THEY are axing jobs, taxing the dead, and making multi-million pound cutbacks.
Yet today the Daily Echo can reveal how Southampton City Council is prepared to go into debt rather than sell off prized artwork to fund a
multimillion pound Sea City Museum.
The controversial great art sale has been dropped as a funding source for the museum.
It means much of Southampton City Council’s largely hidden £180m collection will remain languishing in the dark while the authority battles to raise the funds to pay for somewhere to show it off.
Councillors last night approved plans to raise the £15m needed to build the museum after agreeing a council tax rise of 2.5 per cent in a budget package that included axing 120 jobs, and making £8m
Leisure and heritage boss councillor John Hannides admitted that they had backtracked on plans to sell off parts of the 3,700- piece collection to pay for the museum.
“The financial planning for the heritage centre does not depend on the sale of art.
“The assumption in our fundraising is that there will be no proceeds from the sale of art.”
Confidential documents obtained by the Daily Echo reveal finance chiefs are now banking on investment from other organisations and are in talks with “high net worth” individuals to help fund the
City Council’s £5m contribution. They also plan to sell off any “surplus” land or other assets.
And if they come up short ruling Tories plan to borrow cash to make sure the museum can be built in time for the centenary anniversary of the sinking of Titanic in April 2012.
Another £5m is set to come from a separate fundraising and sponsorship drive, while a decision is expected next month on a £4.6m grant from the Heritage Lottery Fund (HLF).
The decision to sell a painting by British artist Sir Alfred Munnings and sculpture by French master Auguste Rodin sparked outrage in the art world and among local campaigners.
At the time council leader Alec Samuels issued the protestors with an ultimatum: “If we don’t sell some paintings we don’t get a heritage centre. “
Conservatives at the time also dismissed Labour proposals to borrow the money as a “reckless plan”
claiming it would lead to cuts in frontline services or higher council tax to meet repayments.
But Cllr Hannides insisted any borrowing would be for upfront short-term cashflow purposes and could not be otherwise used to pay for council services.
The controversial art sale was “suspended” in November to look for “alternative sources of funding”
amid fears the HLF bid could be in jeopardy.
Cllr Hannides said the sale would always have been a last resort and that it was the “only option at the time”
as various cultural projects and Government funding collapsed.
Labour heritage spokesman councillor Derek Burke accused Tories of failing to listen to objections and wasting valuable time, while admitting they may need to borrow after all.

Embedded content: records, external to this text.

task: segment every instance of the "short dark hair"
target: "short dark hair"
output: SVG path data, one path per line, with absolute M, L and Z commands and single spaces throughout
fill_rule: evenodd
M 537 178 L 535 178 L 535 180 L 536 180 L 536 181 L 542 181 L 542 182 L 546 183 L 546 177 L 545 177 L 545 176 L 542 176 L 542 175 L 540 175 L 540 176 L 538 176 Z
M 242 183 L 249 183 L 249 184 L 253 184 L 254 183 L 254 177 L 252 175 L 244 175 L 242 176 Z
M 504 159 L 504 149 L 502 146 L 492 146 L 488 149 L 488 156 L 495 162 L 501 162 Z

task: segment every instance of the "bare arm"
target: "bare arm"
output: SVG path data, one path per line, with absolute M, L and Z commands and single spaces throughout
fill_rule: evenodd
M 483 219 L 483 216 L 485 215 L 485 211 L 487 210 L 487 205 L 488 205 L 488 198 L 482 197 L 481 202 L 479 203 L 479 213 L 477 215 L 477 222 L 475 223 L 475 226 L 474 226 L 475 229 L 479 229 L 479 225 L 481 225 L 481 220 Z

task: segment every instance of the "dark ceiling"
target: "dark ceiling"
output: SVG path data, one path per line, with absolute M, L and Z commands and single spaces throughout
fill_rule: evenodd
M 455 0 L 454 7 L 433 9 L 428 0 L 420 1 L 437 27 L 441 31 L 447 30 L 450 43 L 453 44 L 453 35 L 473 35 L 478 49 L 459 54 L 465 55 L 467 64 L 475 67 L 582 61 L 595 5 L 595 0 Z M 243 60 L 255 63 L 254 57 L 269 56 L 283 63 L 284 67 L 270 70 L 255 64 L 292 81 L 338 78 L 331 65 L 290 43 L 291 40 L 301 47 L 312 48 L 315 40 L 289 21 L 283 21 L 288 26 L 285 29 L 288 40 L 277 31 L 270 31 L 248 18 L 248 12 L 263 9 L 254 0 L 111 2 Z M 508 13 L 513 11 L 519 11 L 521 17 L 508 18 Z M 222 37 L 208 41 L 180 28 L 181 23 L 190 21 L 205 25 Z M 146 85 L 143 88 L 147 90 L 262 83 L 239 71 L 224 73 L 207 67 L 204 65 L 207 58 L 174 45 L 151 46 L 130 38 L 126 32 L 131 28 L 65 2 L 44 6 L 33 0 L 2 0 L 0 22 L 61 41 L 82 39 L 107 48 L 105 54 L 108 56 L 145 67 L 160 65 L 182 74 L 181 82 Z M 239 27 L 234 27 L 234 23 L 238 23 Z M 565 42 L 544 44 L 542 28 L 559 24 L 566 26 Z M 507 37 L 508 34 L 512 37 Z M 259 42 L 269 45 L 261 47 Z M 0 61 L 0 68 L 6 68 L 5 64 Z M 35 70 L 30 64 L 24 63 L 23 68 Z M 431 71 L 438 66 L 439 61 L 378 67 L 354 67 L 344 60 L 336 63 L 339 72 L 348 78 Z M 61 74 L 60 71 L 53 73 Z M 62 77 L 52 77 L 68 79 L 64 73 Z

He said: “The art sale is dead and buried. We asked them what was plan B. They said they didn’t have one. This is now plan C. It’s a climbdown.”
Only 200 works can be shown in the City Art Gallery at any one time and some works have scarcely seen the light of day in years.
The Sea City Museum will feature a cruise-liner inspired extension to the west wing of the Civic Centre, known as the pavilion.
The old magistrates’ courts will be transformed into two permanent exhibitions, entitled “Southampton’s Titanic Story” and “Gateway to the World”.